Thanks for sharing, some very interesting ideas.
I'm skeptical about the biodiversity point, at least at that level of generality. It makes sense there are some species that are important for human welfare, maybe in ways that are not initially appreciated, but it seems like a big jump to go from this to biodiversity in general being important.
The improvements to flooring and noise pollution make a lot of sense to me. One interesting intervention I've heard of for the latter is improving the regulations about backup warning alarms on trucks and other vehicles.

Love this.Has there really not been an RCT on floor replacements yet? That surprises me as it would be a relatively easy RCT to do. EarthEnable from Rwanda just won the 2 million dollar Skoll award doing this at scale.

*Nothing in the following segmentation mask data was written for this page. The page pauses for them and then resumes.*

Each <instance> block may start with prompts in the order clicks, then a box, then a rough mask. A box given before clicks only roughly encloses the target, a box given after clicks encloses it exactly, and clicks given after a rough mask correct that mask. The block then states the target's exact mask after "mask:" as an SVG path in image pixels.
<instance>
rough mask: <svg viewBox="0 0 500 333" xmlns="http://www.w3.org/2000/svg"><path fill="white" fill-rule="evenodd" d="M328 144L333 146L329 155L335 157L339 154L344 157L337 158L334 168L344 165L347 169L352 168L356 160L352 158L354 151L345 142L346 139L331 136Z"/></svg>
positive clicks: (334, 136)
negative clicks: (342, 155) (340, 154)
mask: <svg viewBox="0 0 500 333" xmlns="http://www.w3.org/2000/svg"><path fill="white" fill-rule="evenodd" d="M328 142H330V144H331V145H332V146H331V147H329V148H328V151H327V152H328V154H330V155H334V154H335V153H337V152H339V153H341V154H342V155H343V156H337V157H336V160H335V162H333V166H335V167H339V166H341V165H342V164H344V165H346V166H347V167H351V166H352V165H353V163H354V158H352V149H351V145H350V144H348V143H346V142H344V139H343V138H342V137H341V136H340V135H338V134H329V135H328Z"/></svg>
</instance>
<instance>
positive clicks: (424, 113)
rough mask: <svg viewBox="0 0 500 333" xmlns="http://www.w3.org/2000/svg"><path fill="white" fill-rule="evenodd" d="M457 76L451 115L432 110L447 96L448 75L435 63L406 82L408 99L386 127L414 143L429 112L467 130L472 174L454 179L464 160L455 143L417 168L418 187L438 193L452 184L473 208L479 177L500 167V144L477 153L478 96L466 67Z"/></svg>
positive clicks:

GiveWell must have considered it I would have thought?
Deena's post only mentioned "of at least one large RCT underway, with results expected in a few years" without further reference, but on cursory googling it might be the CRADLE trial?
While GiveWell doesn't seem to have looked into this specifically, this 2015 review of GiveDirectly mentioned that lack of cement floors was in one of GiveDirectly's two sets of eligibility criteria for its standard campaigns:
Happier Lives Institute's 2021 annual review did mention cement flooring among the "micro-interventions" they wanted to look into (alongside deworming, cataract surgery, digital mental health interventions, etc), but I haven't seen anything by them since on this, so I assume it didn't pass their internal review for further analysis.
Happier Lives Institute made an analysis of EarthEnable which was in their chapter in the latest World Happiness report. I guess they will make a report about it in the near future but I am not sure. So they have looked at flooring and housing. :)
Ah, I missed this, thanks! And I appreciate the pointer to EarthEnable in particular. Although it looks like their analysis stopped at the shallow level, so maybe no future report...
EarthEnable looks quite impressive by their own lights: 35,000+ "housing solution projects" completed or in progress benefiting 200,000+ people, and over 1,000 jobs created in East Africa (they "developed training curriculum for masons to learn to build our products to earn a livelihood of 2-3x the median income"). I also appreciate how most of their senior team seems local at a glance.